Наутро Од сделал ещё одну длинную верёвку и перевязал морду лошади двумя петлями: одной – вокруг лба и выше челюстей, другой – по переносице и челюстям, достаточно стянув последнюю, однако не настолько туго, чтобы стеснить лошадь, но чтобы лишь предупредить попытку укуса, а затем скрепил петли между собой, предотвратив их сползание, и оставшийся свободный конец отдал держать Уну; сам же развязал и передние, и задние ноги лошади. Понукаемая охотниками кобыла тяжело поднялась и, почти не сопротивляясь, побрела, с трудом переставляя ноги; сопровождая же её, немощную, Од думал о том, что слышал раньше от стариков о таких случаях, когда людям случалось приводить на поводу старых или больных лошадей, но сам никогда не был свидетелем ничего подобного.
Они затратили на дорогу втрое больше времени, чем при обычном переходе, однако благополучно добрались до места стоянки, где их оживлённо встретили сородичи, находившиеся в пещере. Все были удивлены, что удалось привести к жилью живую лошадь; а она вела себя беспокойно, поэтому люди держались всё же в отдалении. Вышли наружу и старики, кто-то из них видел раньше подобное событие, поэтому они одобрительно хлопали Ода по рукам и плечам. Оживление скоро спало, и Оду пришлось решительно пресечь намерение убить животное. Ро поддержал его, и решено было сделать небольшой загон рядом с осыпью перед пещерой, где и поместить кобылу, которую подростки должны были кормить и охранять. Те сейчас же занялись заготовлением корма, бывшего рядом в избытке, а к вечеру был готов загон, куда и поместили больную лошадь, ожеребившуюся через несколько дней.
Возвратившийся с охоты Од умилённо смотрел на крохотного жеребёнка, беспомощно лежавшего на объедках приносимого матери корма, а рядом лежала она, вконец обессилевшая, и Од вдруг беспокойно подумал, что если кобыла будет очень плоха, то придётся её забить, тогда погибнет и жеребёнок, потому что его нечем будет кормить. Беспокойство не покидало его до тех пор, пока они в конце концов не поправились: и мать, и жеребёнок. Радости детишек по поводу рождения лошонка не было предела; и если кобыла была слаба, но всё же явно сторонилась людей, то жеребёнок, напротив, начал осторожно подходить к рукам. Тем временем были забиты последние оставшиеся в загоне лошади и пора было готовиться к большой охоте, поэтому кое-кто в роду настаивал на том, чтобы забить и жеребёнка, и кобылу, но Од самым решительным образом воспротивился этому, потребовав начать подготовку к большой охоте немедленно, но сохранить жизнь жеребёнку до тех пор, пока не будет крайней нужды. Ро договорился с соседними родами, и с утра следующего дня была назначена подготовка к охоте. Всё это время Од или Ун следили, чтобы никто не подходил к загону с оружием в руках.

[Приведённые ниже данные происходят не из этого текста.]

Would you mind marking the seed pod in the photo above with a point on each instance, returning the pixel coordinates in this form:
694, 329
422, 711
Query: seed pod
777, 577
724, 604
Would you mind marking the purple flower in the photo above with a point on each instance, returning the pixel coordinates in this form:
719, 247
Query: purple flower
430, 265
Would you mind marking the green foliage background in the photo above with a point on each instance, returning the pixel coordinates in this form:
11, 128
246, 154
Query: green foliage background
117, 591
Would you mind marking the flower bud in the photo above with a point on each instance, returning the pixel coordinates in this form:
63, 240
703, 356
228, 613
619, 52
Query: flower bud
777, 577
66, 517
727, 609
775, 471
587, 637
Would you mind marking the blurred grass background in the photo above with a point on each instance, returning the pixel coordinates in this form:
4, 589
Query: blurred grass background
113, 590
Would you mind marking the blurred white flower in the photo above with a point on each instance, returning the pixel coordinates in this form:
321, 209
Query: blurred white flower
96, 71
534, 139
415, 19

Наконец настал день согласования времени охоты, Ро послал Ода и ещё одного охотника с этой целью к соседям. По приходе к месту их стоянки которых, посыльные увидели возле пещеры хижину, сделанную из стволов тонких деревьев, покрытую ветками и лошадиными шкурами, где жили охотники рода в период подготовки к охоте. Перед хижиной горел костёр, а на вертеле над костром был привязан труп мужчины. После согласования срока охоты Од поинтересовался, чем вызван тот костёр перед хижиной, и ему объяснили, что был нарушен запрет на половую связь в период подготовки к охоте. Од понял, что в пещере горит второй такой же костёр с женщиной на вертеле.
Вторая охота прошла более удачно, убитых и покалеченных лошадей было в два раза больше, и, поскольку кобылы уже жеребились, погибло много молодняка, причём несколько жеребят задавили, затоптали на площадке, над обрывом. Несмотря на то что прибыли люди отставшего рода, справиться с тем количеством мяса, которое было необходимо использовать в первую очередь, не представлялось возможным, поэтому через день начавшие разлагаться лошадиные трупы пришлось удалить на приличное расстояние, предварительно содрав с них шкуры.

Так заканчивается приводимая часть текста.